Neff’s teaching ability isn’t only noticed by parents, but by the Aikido community at large.

Rachel Rayner is a student of Neff’s. She moved to Herriman a few months ago from Kansas where she attended a dojo that’s part of the Aikido Association of America (just as Neff’s is here). She even met Neff at a National Instructors Seminar a few years ago. 

“I was really impressed by his teaching,” she said noting she had heard of him in Aikido circles a year before meeting him. “His technique, the rolling and falling, he’s really, really good at that. It’s kind of legendary in the association so we're really lucky to have someone as skilled as he is.” 

Just as he had mastered a technique well enough as a child to instruct his students, Neff’s technical comprehension continues to set him apart.
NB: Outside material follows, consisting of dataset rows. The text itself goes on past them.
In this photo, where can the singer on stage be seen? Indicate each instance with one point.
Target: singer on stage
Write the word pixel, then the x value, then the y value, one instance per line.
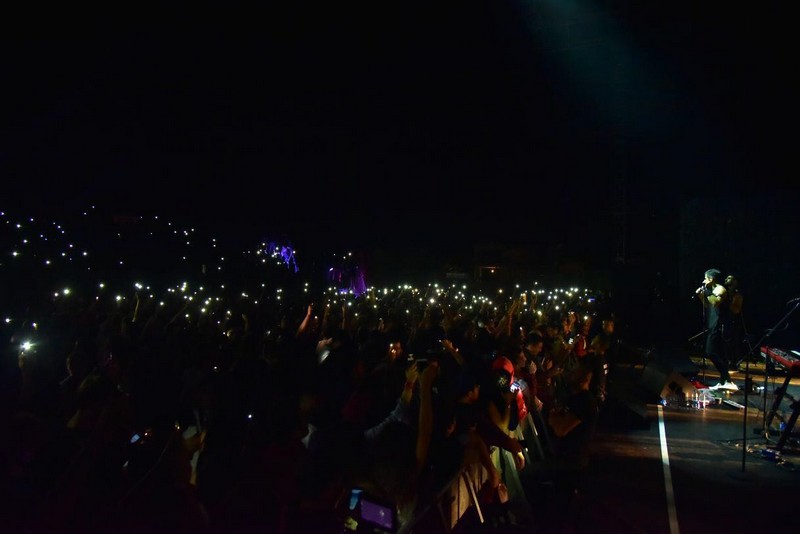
pixel 713 295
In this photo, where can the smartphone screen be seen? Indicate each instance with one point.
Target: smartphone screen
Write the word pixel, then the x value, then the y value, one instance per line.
pixel 377 514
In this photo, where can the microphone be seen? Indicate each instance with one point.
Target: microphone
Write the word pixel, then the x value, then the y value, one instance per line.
pixel 699 290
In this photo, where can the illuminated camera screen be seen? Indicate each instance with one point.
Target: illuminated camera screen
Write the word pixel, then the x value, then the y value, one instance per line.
pixel 378 514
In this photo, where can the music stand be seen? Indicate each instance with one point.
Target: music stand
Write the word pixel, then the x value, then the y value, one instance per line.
pixel 765 337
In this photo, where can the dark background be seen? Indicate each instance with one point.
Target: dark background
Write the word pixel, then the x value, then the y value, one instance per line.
pixel 628 144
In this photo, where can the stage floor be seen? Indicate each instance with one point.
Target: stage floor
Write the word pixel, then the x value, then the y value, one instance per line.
pixel 668 466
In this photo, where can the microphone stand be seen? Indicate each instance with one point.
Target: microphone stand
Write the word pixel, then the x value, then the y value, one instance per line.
pixel 703 352
pixel 766 336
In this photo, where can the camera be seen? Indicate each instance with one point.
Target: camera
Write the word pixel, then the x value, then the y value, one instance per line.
pixel 421 362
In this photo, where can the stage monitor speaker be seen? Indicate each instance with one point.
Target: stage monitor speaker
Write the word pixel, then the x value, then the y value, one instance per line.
pixel 662 381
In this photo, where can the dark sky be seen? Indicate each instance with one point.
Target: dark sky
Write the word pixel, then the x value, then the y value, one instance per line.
pixel 502 120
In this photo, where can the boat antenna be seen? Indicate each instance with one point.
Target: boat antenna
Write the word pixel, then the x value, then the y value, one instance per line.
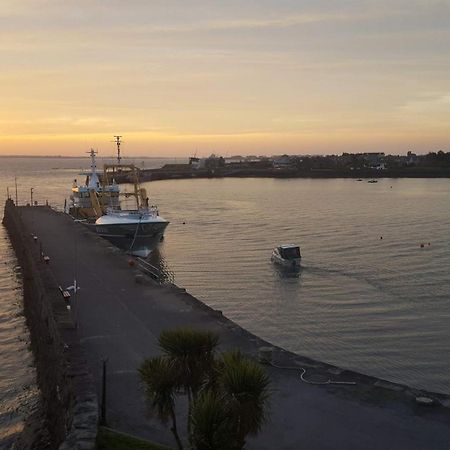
pixel 118 142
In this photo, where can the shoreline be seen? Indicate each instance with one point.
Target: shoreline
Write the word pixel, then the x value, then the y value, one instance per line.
pixel 151 307
pixel 184 171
Rayner said his deep understanding of techniques allows him to adapt his teaching for all types of people. 

Rayner not only benefits from Neff’s technical training (she noted he adapts his teaching to each person giving them “cheats” as she called it). She’s also experienced subconscious assistance of Aikido in her life. 

The Herriman resident was studying abroad in Germany (where she trained under a man who was taught by Aikido’s founder, Morihei Ueshiba). She was walking down the street when a guy broke off from his group to run into her. Without looking up, Rayner put her arm into the man’s chest. Her perfect timing and momentum almost knocked the man over. 

“His friends got a good laugh out of it,” she said.

While Rayner can speak to personal experience, Neff can speak to the structure Aikido gives his life. The mental and emotional abilities to diffuse situations due to his almost lifelong experience with it, he even spent three months training in Japan. 

“One thing the martial arts do is they constantly, as you go through the ranks, they make it more stressful and more stressful and more stressful,” Neff said. “So then when you're put in a stressful situation outside the martial art, your body doesn't over react to it because you've dealt with worse. I had a guy come at me with a sword, I can deal with this.”